Wednesday, December 11, 2013

Religious freedom bites in Oklahoma

You may remember all the kerfuffle years ago in Oklahoma, over having the Ten Commandments posted in court. A conservative representative arranged to have a big Ten Commandments statue placed in the grounds of the Capitol.  Lots of conservative "Christian" backslapping, I'm sure.

Then a Satanist group asked to put up a statue too.
Brady Henderson, legal director for ACLU Oklahoma, said if state officials allow one type of religious expression, they must allow alternative forms of expression, although he said a better solution might be to allow none at all on state property. 
"We would prefer to see Oklahoma's government officials work to faithfully serve our communities and improve the lives of Oklahomans instead of erecting granite monuments to show us all how righteous they are," Henderson said. "But if the Ten Commandments, with its overtly Christian message, is allowed to stay at the Capitol, the Satanic Temple's proposed monument cannot be rejected because of its different religious viewpoint."
And now a Hindu group has done the same thing.

One blogger writes,
If the Commission votes yes on the proposal, conservatives will flip out. 
If they vote no, they’re just inviting a lawsuit. 
This is beautiful.
It's hard not to enjoy this in a schadenfreude kind of way.  For some reason, the right wingers never understand that the Constitution applies to everyone, not just people who look like they do.  It reminds me of a survey that I told you about a few months ago, where they interviewed different "factions" of Republicans separately, and  in which one evangelical Republican described his life thus:
It’s a little bubble. So everybody – it’s like a Lake Wobegon. Everybody is above average. Everybody is happy. Everybody is white. Everybody is middle class, whether or not they really are. Everybody looks that way. Everybody goes to the same pool. Everybody goes – there’s one library, one post office. Very homogenous.  

And apparently in Oklahoma, they are stunned to find that there are Hindus amongst us.




2 comments:

dr.primrose said...

As a Christian, what upsets me the most about these attempts to put Christian (or Judeo-Christian) things in the public sphere is that courts can justify them only by finding that these Christain (or Judeo-Christian) things have no religious meaning.

For example, in the litigation a decade ago concerning the use of "under God" in the pledge of allegiance, one of the Ninth Circut judges (Fernandez) said that "when all is said and done, the danger that 'under God' in our Pledge of Allegiance will tend to bring about a theocracy or suppress somebody's beliefs is so minuscule as to be de minimis. The danger that phrase presents to our First Amendment freedoms is picayune at most." (292 F.3d at 613).

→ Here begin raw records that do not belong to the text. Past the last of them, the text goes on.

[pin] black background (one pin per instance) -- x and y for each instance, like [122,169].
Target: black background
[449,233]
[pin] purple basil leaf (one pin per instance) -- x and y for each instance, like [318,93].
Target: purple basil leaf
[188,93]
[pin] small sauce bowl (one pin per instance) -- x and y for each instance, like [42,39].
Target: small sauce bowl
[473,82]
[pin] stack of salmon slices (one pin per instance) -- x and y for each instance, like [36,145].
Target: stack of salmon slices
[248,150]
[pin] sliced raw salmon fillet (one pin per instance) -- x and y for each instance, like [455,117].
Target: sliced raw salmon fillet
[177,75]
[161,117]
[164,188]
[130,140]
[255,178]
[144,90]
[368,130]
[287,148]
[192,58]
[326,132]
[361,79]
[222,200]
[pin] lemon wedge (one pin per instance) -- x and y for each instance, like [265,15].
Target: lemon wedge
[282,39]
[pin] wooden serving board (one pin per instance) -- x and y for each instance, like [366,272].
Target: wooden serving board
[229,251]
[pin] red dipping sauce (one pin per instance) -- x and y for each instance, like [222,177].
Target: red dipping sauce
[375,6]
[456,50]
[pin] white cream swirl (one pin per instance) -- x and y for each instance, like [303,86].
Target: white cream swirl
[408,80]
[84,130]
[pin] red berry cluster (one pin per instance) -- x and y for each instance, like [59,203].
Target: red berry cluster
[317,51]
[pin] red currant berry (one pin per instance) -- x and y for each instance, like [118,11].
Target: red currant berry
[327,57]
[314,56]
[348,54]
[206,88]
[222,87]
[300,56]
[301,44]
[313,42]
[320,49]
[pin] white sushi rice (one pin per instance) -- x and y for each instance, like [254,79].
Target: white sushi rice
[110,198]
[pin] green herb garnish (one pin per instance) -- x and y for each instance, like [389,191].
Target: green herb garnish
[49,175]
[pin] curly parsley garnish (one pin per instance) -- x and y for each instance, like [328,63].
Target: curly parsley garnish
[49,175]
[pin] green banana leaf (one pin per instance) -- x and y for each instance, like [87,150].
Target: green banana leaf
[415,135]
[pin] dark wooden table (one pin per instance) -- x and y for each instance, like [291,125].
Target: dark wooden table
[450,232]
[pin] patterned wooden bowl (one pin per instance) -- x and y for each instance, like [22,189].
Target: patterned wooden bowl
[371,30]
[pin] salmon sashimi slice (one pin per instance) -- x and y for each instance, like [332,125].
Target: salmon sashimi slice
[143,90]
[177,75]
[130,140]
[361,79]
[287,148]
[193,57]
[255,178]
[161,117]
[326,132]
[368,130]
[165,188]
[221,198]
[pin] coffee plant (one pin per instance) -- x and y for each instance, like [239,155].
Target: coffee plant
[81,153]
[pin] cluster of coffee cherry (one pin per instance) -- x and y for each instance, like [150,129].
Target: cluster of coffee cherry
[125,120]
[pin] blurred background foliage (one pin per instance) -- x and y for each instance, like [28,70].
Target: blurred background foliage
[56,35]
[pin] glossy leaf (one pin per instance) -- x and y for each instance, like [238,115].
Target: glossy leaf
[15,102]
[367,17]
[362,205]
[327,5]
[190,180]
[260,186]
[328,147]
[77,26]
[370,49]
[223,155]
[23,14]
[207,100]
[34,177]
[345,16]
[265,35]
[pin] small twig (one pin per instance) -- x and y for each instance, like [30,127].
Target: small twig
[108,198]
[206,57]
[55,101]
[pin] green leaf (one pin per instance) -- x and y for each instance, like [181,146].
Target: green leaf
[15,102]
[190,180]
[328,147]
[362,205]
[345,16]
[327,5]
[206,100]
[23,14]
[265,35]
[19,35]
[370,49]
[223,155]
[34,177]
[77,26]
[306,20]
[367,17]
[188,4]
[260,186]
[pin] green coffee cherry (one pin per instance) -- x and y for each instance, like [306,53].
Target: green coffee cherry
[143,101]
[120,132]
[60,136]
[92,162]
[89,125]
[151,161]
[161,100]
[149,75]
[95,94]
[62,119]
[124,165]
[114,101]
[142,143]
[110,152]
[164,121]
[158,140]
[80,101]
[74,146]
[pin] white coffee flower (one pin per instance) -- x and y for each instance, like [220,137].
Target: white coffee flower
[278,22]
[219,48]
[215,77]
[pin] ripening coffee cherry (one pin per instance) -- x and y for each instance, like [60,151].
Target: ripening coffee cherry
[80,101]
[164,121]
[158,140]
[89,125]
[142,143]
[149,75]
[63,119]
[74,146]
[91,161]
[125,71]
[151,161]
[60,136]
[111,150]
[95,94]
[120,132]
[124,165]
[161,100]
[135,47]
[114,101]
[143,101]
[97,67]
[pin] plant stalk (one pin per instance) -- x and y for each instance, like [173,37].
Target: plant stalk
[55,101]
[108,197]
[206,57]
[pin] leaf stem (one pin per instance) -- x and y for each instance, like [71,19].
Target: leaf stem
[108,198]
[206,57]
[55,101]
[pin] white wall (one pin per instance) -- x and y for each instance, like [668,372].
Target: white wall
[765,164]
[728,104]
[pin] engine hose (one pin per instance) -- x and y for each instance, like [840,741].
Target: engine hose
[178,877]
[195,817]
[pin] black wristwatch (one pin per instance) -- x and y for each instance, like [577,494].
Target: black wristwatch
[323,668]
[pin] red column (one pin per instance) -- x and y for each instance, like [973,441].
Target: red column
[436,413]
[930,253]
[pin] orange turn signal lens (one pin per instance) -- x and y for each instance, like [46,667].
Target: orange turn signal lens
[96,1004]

When the case got to the Supreme Court in 2004, Justice Rehnquist stated, "I believe that although these references speak in the language of religious belief, they are more properly understood as employing the idiom for essentially secular purposes. One such purpose is to commemorate the role of religion in our history. In my view, some references to religion in public life and government are the inevitable consequence of our Nation's origins." (542 U.S at 35)

A year later Rehnquist wrote about a Ten Commandments monument on the grounds of the Texas State Statute. While he recognized that it would be improper to have them posted in a public school classroom, it was OK have the monument because it was an "acknowledgment[] of the role played by the Ten Commandments in our Nation's heritage [that] are common throughout America." (545 U.S. at 688)

Satanism and Hinduism, of course, aren't part of "our Nation's heritage" so apparently supporting statutes would violate the First Amendment while the Ten Commandments have been so drained of religious meaning that a Ten Commandments statute is OK.

Ugh.

And don't get me started on what the courts do with displays connected with "Winter Holiday" season. Essentially, creches by themselves are not OK but if you put enough Santa Clauses, candycanes, elves, and reindeers closeby, you've drained the religious meaning out of the creche so it may be OK (or maybe not). And apparently, menorahs and Christmas trees are OK (at least if they're next to each other) but it's not clear whether that's because, in that context, neither has any religious meaning because they are merely religion-free symbols of the "Winter Holiday" season or the religious meaning of each (if any, for Christmas trees) cancel each other out.

it's margaret said...

Too bad someone thinks that the Ten Commandments are overtly Christian... because, they're not! Sheeeeesh!